La grande muraglia
di Flaviano Bianchini
Mi faccio largo tra gli ultimi fitti arbusti spinosi.
Un ammasso di mattoni consunti si apre davanti a me.
Ho le braccia graffiate e sanguinanti dall’attraversamento della boscaglia, il fiato corto e il cuore che mi pulsa nelle tempie.
Cerco un passaggio da equilibrista tra mattoni crollati ed erbacce che, da più di mille anni, tentano di riprendersi questo luogo.
Mi arrampico su dei detriti millenari un po’ pericolanti e poi, in un attimo, come
d’incanto, sono su.
Eccomi. Ci sono. Sono qui. Sulla grande muraglia cinese.
È il mio quarto tentativo.
Sono stato ricacciato indietro già tre volte.
Dieci milioni di turisti all’anno visitano la grande muraglia, ma la Repubblica popolare cinese li convoglia tutti nei due-tre settori turistici appositamente ristrutturati.
Il resto della muraglia è off-limits.
La polizia locale presidia ogni possibile accesso e ricaccia indietro quei pochi temerari che cercano di uscire dai percorsi precostruiti dove vedi solo ciò che vogliono che tu veda.
Nei primi due tentativi me la sono cavata con qualche rimprovero in mandarino, nell’ultimo tentativo me la sono dovuta vedere con dei solerti funzionari e tanto di multa.
Ma io non sono qui per delle attrazioni turistiche, sono qui per visitare il cuore della
muraglia e riprovo, questa volta con una lunga deviazione attraverso una boscaglia spinosa che mi ha consentito di evitare tutti i controlli.
Più di duemila anni fa gli imperatori della dinastia Qin iniziarono la costruzione di questa imponente opera che, ancora oggi, rimane la più grande costruzione mai eretta
dall’essere umano.
Una struttura che, nel suo insieme, è lunga oltre 20.000 km.
E tutto con un solo fine: tenere lontane dall’impero le popolazioni nomadi.
Quella lunga striscia di detriti e torrette che ora scorre sotto i miei piedi stanchi non è altro che il primo tentativo dell’umanità di dividere il mondo in due.
Di qua i gli stanziali, inventori delle città e delle fortificazioni.
Di là i nomadi, alla continua ricerca di nuove terre e nuovi spazi.
La grande muraglia non è altro che il simbolo rimasto del primo grande conflitto dell’umanità.
Nella Bibbia, la prima divisione è tra uomini e donne, Adamo ed Eva.
Ma poi ci sono i loro figli e questi vengono divisi in Caino: l’agricoltore stanziale accumulatore di beni, e Abele: il nomade pastore, il vagabondo.

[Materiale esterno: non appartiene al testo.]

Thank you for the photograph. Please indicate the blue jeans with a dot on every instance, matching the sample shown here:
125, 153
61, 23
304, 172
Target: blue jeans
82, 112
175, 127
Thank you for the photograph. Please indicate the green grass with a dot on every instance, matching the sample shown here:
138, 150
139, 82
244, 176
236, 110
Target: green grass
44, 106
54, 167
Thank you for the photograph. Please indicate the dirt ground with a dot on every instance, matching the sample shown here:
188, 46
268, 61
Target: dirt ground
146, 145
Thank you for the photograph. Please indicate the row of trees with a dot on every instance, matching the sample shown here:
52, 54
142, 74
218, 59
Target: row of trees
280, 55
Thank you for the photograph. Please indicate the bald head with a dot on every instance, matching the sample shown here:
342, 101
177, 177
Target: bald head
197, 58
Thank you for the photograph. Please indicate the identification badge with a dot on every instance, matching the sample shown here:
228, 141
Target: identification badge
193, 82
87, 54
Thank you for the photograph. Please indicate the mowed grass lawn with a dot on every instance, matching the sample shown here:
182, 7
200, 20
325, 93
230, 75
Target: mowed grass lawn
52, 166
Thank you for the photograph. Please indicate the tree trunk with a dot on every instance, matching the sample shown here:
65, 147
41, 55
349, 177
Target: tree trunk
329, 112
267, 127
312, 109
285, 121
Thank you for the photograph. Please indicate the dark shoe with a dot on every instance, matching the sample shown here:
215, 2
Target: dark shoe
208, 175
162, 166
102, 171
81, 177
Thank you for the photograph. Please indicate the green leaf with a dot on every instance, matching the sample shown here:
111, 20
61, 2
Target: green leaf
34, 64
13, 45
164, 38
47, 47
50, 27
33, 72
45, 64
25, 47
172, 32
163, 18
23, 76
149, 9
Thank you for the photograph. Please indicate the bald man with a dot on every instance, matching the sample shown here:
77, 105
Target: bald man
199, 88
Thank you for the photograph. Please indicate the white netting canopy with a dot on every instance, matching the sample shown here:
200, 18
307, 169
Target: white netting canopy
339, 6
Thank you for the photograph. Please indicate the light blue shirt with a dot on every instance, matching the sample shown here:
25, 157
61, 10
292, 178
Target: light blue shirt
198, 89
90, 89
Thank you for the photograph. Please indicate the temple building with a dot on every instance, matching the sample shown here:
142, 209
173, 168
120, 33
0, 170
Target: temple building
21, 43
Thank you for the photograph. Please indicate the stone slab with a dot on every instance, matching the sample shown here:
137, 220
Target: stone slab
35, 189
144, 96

La grande muraglia divide questi due mondi in maniera fisica e simbolica:
a sud la civiltà cinese, stanziale, agricola,
strutturata e burocratica;
a nord i mongoli: nomadi, pastori, ribelli ed anarchici.
E ancora oggi divide in due la Cina del terzo millennio.
Mentre mi avvio verso ovest alla mia sinistra posso scorgere le vaste pianure un tempo
fonte di sorgo e miglio e oggi costellate da grandi complessi industriali le cui nuvole di fumo nero affrescano il cielo del tardo pomeriggio.
Alla mia destra delle vaste steppe montuose, inospitali e aride, dove ancora oggi, nella Cina del boom economico sfrenato, vivono popolazioni nomadi non dissimili da
quelle per cui fu costruita la muraglia duemila anni fa.
Raggiungo l’ennesima torretta di avvistamento sul calare della notte e mi accingo a preparare il mio giaciglio.
Da qui, con la nitidezza del crepuscolo, posso scorgere decine e decine di chilometri di muraglia di fronte a me.
Il cammino che mi aspetta in molti tratti è poco più di un rudere ma è comunque una via interamente visibile, nitida e percorribile.
Una via che si apre davanti a me per migliaia di chilometri dividendo il mondo moderno, industrializzato e consumista, da alcuni dagli ultimi superstiti de “l’alternativa nomade”.